One other thing I did was to talk about having friends.  My son DID desire having friends so we had dialogue all the time that went like this "how do you think that made your friend feel?"  "we want our friends to want to sit by us so we have to keep our hands to ourselves,"  "If you are talking, your friends cant hear the teacher and it upsets them.  So be a good friend to them by staying quiet."

That always motivated my child and got him thinking about his behavior and the effect it had on others.  

good luck
Helpful - 0
973741 tn?1342342773
So, for the poster, this is definitely concerning behavior as it deals with harm to other kids.  I'm sure this is upsetting to you too and the school has to do their very best to keep everyone from getting hurt . . .   even if it is just a pinch.  You want the other kids to have a good school experience too.

And in truth, figuring this behavior out is important because you want your son to have friends and kids to want to let him join in and that is difficult if he is hurting them.  

So, I am going to ask if this behavior in kindergarten surprises you.  What is he like when you are around with other kids?  Has he ever been in a classroom environment before?  If so, how was that experience?  What is he like at the park when other kids are there?  Etc.  

I'm just curious if he's had issues with peer interaction before.  

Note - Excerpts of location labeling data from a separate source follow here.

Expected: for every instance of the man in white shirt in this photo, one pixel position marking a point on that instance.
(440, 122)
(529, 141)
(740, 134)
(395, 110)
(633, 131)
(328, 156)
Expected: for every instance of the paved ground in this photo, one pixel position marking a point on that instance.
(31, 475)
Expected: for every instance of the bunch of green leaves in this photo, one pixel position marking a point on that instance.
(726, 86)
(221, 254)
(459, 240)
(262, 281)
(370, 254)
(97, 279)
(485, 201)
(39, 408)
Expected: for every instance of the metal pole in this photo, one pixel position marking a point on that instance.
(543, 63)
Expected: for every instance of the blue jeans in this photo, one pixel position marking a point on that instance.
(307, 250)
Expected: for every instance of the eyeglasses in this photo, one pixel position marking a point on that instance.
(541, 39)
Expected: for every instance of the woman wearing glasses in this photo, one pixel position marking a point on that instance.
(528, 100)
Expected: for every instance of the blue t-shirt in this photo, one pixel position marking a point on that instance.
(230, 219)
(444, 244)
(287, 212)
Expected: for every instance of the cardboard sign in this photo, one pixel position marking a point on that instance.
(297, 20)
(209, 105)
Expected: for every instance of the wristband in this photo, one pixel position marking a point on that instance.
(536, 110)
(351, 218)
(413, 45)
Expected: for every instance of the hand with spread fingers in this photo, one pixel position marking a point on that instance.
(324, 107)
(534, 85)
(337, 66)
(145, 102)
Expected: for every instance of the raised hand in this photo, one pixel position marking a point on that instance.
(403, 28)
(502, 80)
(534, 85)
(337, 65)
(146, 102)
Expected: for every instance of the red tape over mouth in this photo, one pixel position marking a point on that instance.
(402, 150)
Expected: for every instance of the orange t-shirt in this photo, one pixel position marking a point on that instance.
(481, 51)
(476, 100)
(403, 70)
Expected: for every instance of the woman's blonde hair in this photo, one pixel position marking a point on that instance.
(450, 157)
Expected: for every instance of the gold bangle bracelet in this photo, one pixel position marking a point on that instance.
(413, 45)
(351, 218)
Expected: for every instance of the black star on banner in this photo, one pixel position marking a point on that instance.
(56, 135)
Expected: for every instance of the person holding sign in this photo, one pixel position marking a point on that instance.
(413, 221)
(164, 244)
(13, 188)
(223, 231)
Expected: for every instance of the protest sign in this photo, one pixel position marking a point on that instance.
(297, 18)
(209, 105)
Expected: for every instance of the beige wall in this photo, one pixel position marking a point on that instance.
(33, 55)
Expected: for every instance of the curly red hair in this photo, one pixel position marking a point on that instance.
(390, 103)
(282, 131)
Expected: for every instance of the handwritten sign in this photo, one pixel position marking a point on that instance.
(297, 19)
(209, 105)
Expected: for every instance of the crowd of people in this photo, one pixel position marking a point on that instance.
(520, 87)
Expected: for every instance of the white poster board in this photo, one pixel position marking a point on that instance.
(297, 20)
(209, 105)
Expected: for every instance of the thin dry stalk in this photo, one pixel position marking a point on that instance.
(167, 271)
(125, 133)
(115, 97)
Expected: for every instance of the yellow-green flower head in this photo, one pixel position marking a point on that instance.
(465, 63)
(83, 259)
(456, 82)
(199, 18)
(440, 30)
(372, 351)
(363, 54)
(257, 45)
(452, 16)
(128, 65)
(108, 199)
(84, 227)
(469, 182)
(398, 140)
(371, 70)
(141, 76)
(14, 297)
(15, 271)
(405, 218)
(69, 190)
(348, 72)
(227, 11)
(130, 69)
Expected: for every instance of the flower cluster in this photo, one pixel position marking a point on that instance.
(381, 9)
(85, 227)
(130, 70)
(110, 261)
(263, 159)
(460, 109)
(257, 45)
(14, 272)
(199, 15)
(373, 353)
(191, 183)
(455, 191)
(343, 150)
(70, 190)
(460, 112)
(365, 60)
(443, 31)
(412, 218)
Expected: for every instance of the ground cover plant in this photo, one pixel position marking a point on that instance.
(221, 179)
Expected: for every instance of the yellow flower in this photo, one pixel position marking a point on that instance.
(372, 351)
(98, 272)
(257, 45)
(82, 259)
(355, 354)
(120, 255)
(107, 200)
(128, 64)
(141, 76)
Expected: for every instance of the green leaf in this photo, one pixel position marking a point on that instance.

I personally would talk to him about what's going on.  WHY dear son are you pinching Charlie (or whatever the name is)?  Not in an angry tone or you're in time out tone but in a 'let's just talk and I'm on your side to figure this out' type of tone.  Talk about what happened right before the pinch and what he could have done instead.

Some kids that have issues like my son which is sensory integration disorder---  these kids will have a particularly hard time in school.  My own son had trouble in preschool.  he didn't know how to do the regular thing of saying "can I play with you guys" and would instead run up and bang into someone.  If they were playing with blocks, he'd run over and knock down their block structure.  Needless to say, the other kids got mad and the teachers were not happy.  So, we worked on how to approach kids, how to use our words, how to play WITH someone, how to handle frustration, disappointment, anger appropriately, etc.  For some kids, this just does not come naturally and you really have to guide them along and help them.  

And then I'd have play dates at my house supervised by me the entire time where we worked on the skills I was teaching him.  

And my son is pretty much the play date pro now.  LOL  He also has only a once in a while 'talking when he shouldn't be' type of behavior that happens literally like one or two times a school year.  He's found ways through our strategies to cope in school.  And THAT is the ultimate goal.

I didn't do this through punishment for the bad days but by teaching him HOW to behave.  For me, that is a big difference.